Kinshasa Gare du Nord

Juillet approche, il a une tête d’octobre, Paris grelotte, le monde ralentit tout de même un peu sa course. Les bacheliers ont abandonné la BNF où, pas à petit pas, je travaille à mes histoires. Ils me manquent un peu. Je les aimais bien avec leurs gloussements, leurs maladresses, leurs peaux imparfaites, leurs maquillages outranciers, leur énergie et leurs tribus. Dans les immenses salles de lecture maintenant désertées, le moindre bruit résonne comme un sacrilège.

Depuis la fête de la musique, Jacques est de passage chez nous. J’ai déjà parlé ici de ce chorégraphe congolais qui tâchait, avec une patience admirable, de nous enseigner les rudiments des danses de chez lui lorsque nous étions à Kinshasa. Nous étions* raides, gauches, timides, mal coordonnés, nous habitions notre corps comme on porte un costard mal taillé, mais en sa compagnie nous passions des heures parfaites à décoincer notre bassin de bamindele. Nous l’avons retrouvé fidèle à lui-même, avec ses pagnes étonnants, son fil de moustache au-dessus de la lèvre et son corps de David.

Dimanche dernier, nous l’accompagnons à l’espace Pajol où il doit intervenir dans le cours de danse qu’anime un de ses amis. C’est une salle très claire dont les baies vitrées donnent sur un vaste champ de voies échappées de la Gare du Nord. Il y a là quinze ou vingt filles toutes blanches, le prof et ses quatre percussionnistes congolais. On nous accueille avec des sourires. Nous nous installons dans un coin.
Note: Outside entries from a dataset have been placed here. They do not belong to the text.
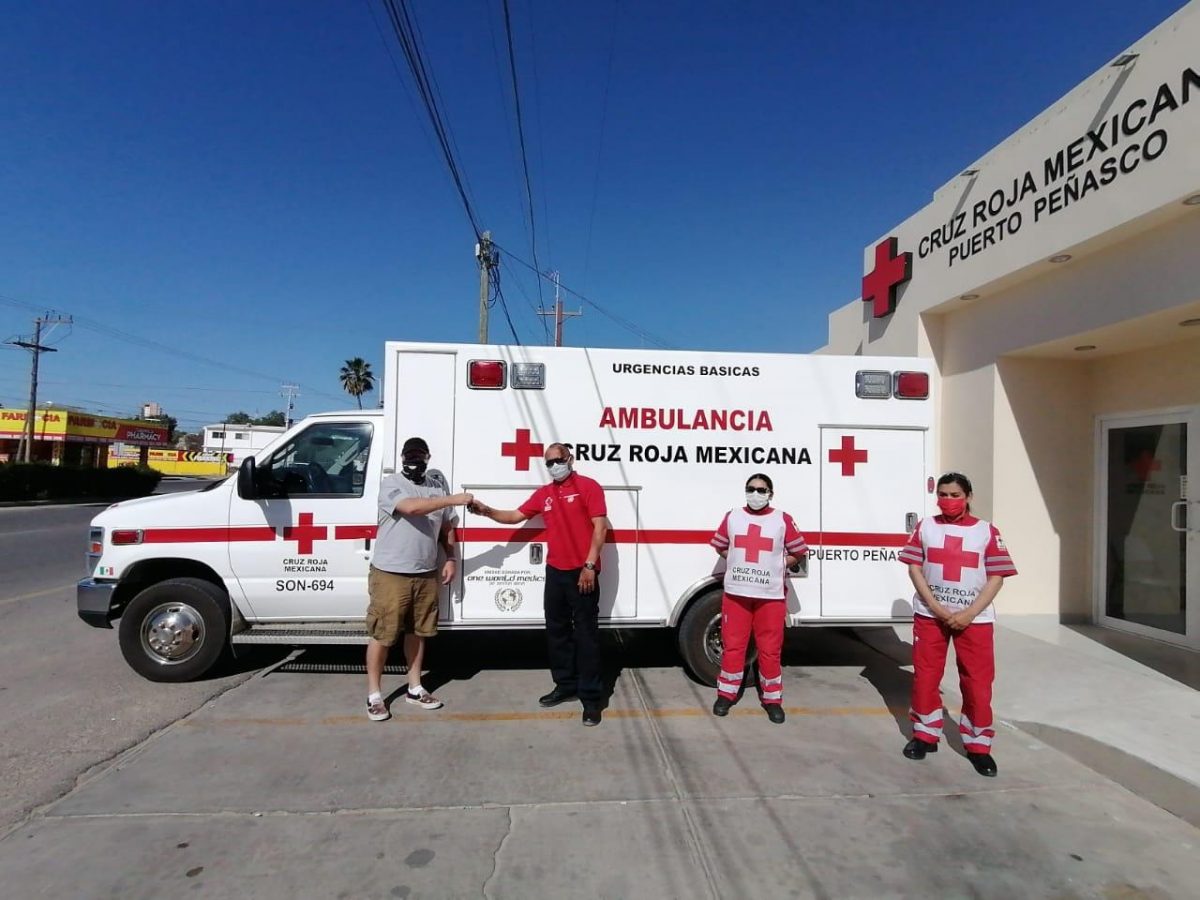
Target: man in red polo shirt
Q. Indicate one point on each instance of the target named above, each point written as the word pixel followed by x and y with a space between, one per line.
pixel 576 528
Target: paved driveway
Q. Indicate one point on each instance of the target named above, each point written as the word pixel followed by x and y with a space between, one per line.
pixel 281 787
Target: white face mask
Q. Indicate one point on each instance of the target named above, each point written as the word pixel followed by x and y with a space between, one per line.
pixel 756 501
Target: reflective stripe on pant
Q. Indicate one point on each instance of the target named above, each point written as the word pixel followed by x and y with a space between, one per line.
pixel 766 619
pixel 975 653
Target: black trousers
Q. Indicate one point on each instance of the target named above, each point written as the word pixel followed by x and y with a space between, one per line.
pixel 573 634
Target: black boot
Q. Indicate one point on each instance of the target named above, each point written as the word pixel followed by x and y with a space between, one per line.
pixel 984 765
pixel 917 749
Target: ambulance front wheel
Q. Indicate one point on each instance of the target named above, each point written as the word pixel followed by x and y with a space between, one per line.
pixel 175 630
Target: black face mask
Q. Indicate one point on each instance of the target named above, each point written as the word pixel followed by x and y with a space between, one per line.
pixel 414 469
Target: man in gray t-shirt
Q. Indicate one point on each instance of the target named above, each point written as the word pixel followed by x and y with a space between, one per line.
pixel 415 516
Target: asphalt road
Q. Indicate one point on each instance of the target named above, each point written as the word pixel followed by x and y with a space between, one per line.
pixel 67 699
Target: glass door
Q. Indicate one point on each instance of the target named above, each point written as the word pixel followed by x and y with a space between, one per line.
pixel 1149 528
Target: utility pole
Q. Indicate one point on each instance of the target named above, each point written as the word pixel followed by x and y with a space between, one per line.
pixel 289 393
pixel 25 449
pixel 487 257
pixel 558 312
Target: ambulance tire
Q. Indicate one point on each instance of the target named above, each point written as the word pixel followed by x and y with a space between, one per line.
pixel 175 630
pixel 700 639
pixel 697 642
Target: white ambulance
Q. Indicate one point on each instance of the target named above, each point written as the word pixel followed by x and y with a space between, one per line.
pixel 279 552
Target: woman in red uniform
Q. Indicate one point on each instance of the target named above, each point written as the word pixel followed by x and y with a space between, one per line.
pixel 958 563
pixel 759 544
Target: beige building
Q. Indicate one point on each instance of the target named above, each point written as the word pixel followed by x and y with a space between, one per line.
pixel 1056 285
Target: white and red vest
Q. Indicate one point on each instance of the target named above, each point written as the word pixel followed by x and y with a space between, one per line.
pixel 756 546
pixel 957 561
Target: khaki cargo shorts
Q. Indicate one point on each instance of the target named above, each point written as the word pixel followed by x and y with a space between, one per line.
pixel 401 604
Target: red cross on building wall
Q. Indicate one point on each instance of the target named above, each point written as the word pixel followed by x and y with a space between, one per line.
pixel 305 533
pixel 753 543
pixel 889 273
pixel 1145 465
pixel 847 455
pixel 953 558
pixel 522 449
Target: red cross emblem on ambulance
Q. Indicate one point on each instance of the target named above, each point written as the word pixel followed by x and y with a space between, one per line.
pixel 847 455
pixel 753 543
pixel 953 558
pixel 305 533
pixel 522 449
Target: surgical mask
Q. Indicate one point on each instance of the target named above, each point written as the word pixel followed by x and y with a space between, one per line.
pixel 952 507
pixel 414 469
pixel 756 501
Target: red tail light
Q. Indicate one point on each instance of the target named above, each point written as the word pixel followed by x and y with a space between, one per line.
pixel 486 375
pixel 911 385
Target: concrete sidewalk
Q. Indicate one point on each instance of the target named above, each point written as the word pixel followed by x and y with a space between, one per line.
pixel 1125 706
pixel 282 789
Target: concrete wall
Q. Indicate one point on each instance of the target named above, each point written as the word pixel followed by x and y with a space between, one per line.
pixel 1167 376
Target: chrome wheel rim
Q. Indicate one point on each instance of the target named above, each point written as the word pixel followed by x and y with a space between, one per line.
pixel 172 634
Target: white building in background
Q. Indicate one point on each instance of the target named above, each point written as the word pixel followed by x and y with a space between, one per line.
pixel 239 441
pixel 1056 285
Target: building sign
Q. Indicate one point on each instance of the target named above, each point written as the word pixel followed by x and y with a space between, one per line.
pixel 61 425
pixel 1135 133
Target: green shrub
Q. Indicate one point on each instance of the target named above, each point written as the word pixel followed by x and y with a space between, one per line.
pixel 40 481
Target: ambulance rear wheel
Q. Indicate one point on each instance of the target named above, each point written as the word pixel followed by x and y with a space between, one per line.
pixel 700 639
pixel 175 630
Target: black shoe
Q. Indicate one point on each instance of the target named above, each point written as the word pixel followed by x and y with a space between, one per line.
pixel 917 749
pixel 984 765
pixel 559 695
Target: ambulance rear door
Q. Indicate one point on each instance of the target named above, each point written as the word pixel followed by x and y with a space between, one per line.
pixel 873 489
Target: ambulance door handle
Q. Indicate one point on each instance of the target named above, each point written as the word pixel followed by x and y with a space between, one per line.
pixel 1176 519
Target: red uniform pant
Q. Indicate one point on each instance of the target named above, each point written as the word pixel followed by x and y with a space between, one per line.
pixel 765 618
pixel 977 670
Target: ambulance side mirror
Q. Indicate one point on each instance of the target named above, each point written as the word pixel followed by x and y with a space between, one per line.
pixel 247 486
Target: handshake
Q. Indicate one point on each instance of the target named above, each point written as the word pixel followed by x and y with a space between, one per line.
pixel 479 508
pixel 473 505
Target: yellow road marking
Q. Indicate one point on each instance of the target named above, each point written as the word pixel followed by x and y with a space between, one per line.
pixel 525 717
pixel 11 600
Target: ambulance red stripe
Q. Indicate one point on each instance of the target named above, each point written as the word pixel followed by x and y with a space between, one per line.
pixel 222 534
pixel 681 535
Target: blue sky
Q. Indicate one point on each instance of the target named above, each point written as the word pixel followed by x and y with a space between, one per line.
pixel 235 193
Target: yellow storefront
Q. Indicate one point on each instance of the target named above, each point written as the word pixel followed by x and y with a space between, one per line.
pixel 71 437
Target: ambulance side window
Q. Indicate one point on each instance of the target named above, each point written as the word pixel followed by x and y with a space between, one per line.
pixel 324 460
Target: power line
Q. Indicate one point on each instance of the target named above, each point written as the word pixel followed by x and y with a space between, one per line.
pixel 649 337
pixel 108 331
pixel 504 305
pixel 525 157
pixel 406 34
pixel 529 303
pixel 604 119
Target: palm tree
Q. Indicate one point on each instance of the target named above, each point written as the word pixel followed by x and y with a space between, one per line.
pixel 357 378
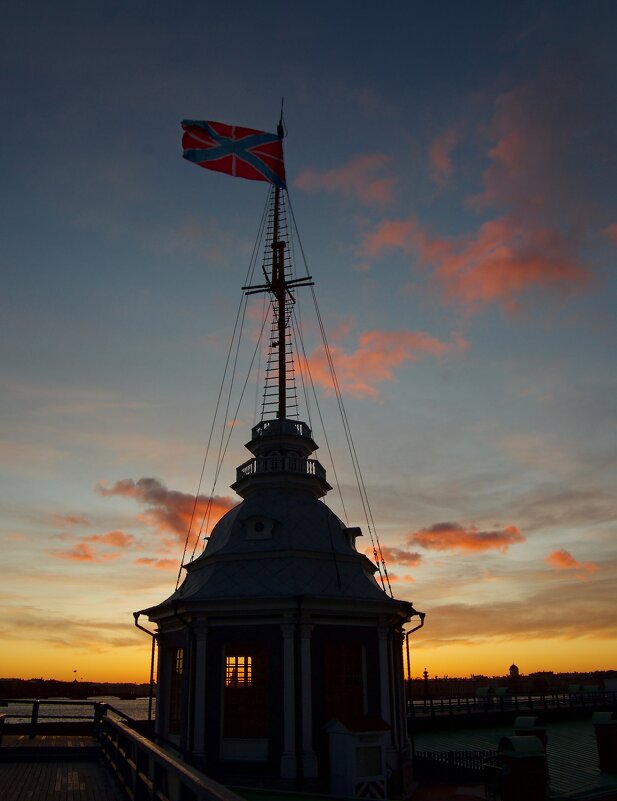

Jacques se présente, lance les tam-tams. Le cours démarre. L’émotion me saisit par surprise. Je suis transporté deux ans en arrière, sur les tatami d’une petite salle sombre de l’école américaine de Kinshasa. Les rythmes et les pas de danse, les cris roulants me reconnaissent et me parlent, me caressent, me soulèvent de terre, transpercent en une seconde la couche de France déposée par-dessus mes souvenirs et la font voler en éclats.

Je me retourne, échange un regard avec Mélanie. Ses yeux brillent : elle aussi.

Alors, dans l’énorme fracas de tambours que sillonnent placidement de longs trains gris et bleus, le Congo surgit de nos mémoires, aussi vivant et fort que si nous y étions plongés à nouveau. Les voies en contrebas sont soudain envahies de végétation incontrôlable, les bâtiments perdent leurs étages, leurs toits se font de tôle, la température monte, la Seine, quelque part au sud, s’élargit immensément, l’Equateur dévie sa course pour traverser Paris ; et l’espace d’un instant, le temps d’un pas de danse, Kinshasa retrouvée nous porte dans ses bras.

* Je le suis toujours, mais c’est moins complexant à la BNF : on y danse peu.